Stop measuring adoption. Start measuring what your people are spending their time thinking about.
By month three you should be able to answer a question you probably could not answer on day one: what would your most valuable people build if the execution layer was not consuming their attention? That question, and its answer, is the signal that the architecture is working. The organisations that reach this point are not talking about AI productivity anymore. They are talking about what they are building now that they could not previously reach.
The most common failure mode. Deploying the agent before the knowledge layer exists. The agent is technically functional but produces generic, context-free outputs that require constant correction. The team concludes agents are not ready. The reality is the foundation was not ready. The agent was willing; the knowledge was not there to guide it.
Section VII
The agent's constitution
The models will change. Frameworks will be superseded. Costs will fall. What will not change is what an agent needs to function well: a clear sense of what it is, what it knows, what it remembers, what it can do, and what it is for. This is the permanent structure underneath all of it.
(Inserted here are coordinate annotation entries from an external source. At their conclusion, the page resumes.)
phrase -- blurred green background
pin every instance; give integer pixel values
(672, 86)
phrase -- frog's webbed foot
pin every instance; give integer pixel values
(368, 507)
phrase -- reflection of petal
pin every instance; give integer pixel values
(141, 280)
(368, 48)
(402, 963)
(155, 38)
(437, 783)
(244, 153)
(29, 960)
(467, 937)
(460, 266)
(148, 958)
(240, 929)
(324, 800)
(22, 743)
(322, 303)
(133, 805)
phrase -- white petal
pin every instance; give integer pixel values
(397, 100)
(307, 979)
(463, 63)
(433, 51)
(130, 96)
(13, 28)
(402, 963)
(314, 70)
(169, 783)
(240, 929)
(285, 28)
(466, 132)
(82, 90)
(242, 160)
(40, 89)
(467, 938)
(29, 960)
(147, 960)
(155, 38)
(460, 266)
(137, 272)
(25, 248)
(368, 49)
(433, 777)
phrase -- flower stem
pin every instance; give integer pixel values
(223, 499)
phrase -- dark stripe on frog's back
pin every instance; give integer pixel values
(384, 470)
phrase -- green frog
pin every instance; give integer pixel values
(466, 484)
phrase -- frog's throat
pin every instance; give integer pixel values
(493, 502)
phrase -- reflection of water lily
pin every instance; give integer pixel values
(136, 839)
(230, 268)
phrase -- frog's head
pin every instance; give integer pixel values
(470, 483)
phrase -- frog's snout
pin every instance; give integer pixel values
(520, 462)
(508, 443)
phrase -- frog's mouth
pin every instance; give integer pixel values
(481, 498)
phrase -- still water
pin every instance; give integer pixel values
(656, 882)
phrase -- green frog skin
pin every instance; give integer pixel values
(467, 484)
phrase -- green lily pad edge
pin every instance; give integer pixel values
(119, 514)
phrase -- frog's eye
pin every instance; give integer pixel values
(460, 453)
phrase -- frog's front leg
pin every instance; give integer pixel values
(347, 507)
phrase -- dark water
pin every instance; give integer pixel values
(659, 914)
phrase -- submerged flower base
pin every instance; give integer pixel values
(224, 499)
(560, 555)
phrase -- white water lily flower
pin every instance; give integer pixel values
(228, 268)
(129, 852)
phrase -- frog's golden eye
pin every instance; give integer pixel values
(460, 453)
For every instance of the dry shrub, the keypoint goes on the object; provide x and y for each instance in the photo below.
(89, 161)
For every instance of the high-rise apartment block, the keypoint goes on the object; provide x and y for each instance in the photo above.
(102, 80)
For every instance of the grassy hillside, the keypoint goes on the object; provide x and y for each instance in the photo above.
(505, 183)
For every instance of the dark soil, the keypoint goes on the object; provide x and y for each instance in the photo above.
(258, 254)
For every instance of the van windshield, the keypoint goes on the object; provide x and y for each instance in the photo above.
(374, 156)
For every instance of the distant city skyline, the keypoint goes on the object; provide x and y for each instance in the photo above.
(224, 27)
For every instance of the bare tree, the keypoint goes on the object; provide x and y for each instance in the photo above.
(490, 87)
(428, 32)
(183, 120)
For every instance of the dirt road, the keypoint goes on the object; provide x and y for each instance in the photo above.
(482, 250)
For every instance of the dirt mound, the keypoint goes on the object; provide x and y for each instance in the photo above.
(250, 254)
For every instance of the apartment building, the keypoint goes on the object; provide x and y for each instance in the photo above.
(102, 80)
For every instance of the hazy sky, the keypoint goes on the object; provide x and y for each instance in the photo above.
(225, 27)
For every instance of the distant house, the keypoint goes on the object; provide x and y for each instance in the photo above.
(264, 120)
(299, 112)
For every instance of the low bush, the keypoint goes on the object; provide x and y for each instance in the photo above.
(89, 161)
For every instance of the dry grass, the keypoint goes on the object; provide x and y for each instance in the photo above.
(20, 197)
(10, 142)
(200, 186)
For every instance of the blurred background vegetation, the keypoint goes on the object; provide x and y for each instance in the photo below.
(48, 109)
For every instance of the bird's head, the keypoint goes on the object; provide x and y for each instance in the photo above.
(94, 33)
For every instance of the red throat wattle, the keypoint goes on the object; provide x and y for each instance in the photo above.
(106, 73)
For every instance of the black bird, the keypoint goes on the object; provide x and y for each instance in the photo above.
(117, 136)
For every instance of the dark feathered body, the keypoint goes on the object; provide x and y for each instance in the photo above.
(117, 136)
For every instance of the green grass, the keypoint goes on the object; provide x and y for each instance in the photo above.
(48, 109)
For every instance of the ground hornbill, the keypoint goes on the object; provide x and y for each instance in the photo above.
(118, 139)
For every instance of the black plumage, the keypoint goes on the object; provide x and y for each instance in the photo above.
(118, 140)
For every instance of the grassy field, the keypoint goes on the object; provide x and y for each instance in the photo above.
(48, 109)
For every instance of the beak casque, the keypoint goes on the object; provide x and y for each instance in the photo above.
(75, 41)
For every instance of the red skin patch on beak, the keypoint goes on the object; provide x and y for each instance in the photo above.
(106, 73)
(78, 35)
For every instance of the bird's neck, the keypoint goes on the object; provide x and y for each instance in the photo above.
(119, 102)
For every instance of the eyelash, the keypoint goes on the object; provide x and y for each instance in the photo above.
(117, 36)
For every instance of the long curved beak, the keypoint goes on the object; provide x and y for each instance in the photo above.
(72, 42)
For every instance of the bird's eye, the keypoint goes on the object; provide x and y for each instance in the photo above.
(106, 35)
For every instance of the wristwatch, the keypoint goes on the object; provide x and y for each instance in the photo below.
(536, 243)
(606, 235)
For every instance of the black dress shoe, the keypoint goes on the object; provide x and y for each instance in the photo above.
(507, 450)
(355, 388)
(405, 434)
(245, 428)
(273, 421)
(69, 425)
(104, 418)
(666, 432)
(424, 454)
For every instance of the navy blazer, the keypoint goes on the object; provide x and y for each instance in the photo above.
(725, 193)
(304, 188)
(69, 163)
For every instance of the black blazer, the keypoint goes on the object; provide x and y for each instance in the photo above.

The six elements that persist across every model change
Identity and purpose
Who the agent is, who it serves, what it is for, and what it will not do. This is the SYSTEM.md. Every other element depends on this being clear. An agent without a soul is just an expensive autocomplete.
Accumulated knowledge
What the agent has learned across every session. Patterns, decisions, failures, preferences. The MEMORY.md is the thing that turns a capable model into an entity that knows your organisation. Without memory, the agent starts from zero every time.
Situational awareness
The living picture of the current state. Who are we working with. What has been decided. What is open. What has changed since last time. Context is what makes the agent's output relevant rather than generically correct.
Capability to act
The connections to external systems, data sources, and services. Email, calendar, CRM, APIs, files. Without tools, the agent can think but not do. The tools are the hands. The quality of the connections determines the scope of what is possible.
Autonomous operation
The scheduled loop that wakes the agent and asks it to check, decide, and act without being prompted. This is the architectural difference between a tool and an agent. A chatbot waits. An agent with a heartbeat is already working.
Definition of good
What success looks like, precisely enough for the agent to evaluate its own output. This is the STANDARDS.md. An agent without a clear definition of good will produce technically correct outputs that miss the point. This file is what turns capability into quality.
The permanent truth
"The models will be replaced. The frameworks will evolve. The costs will fall. What compounds permanently is the knowledge, the context, and the memory you build today. That is the moat. And unlike every other advantage in technology, it is one your competitors cannot buy."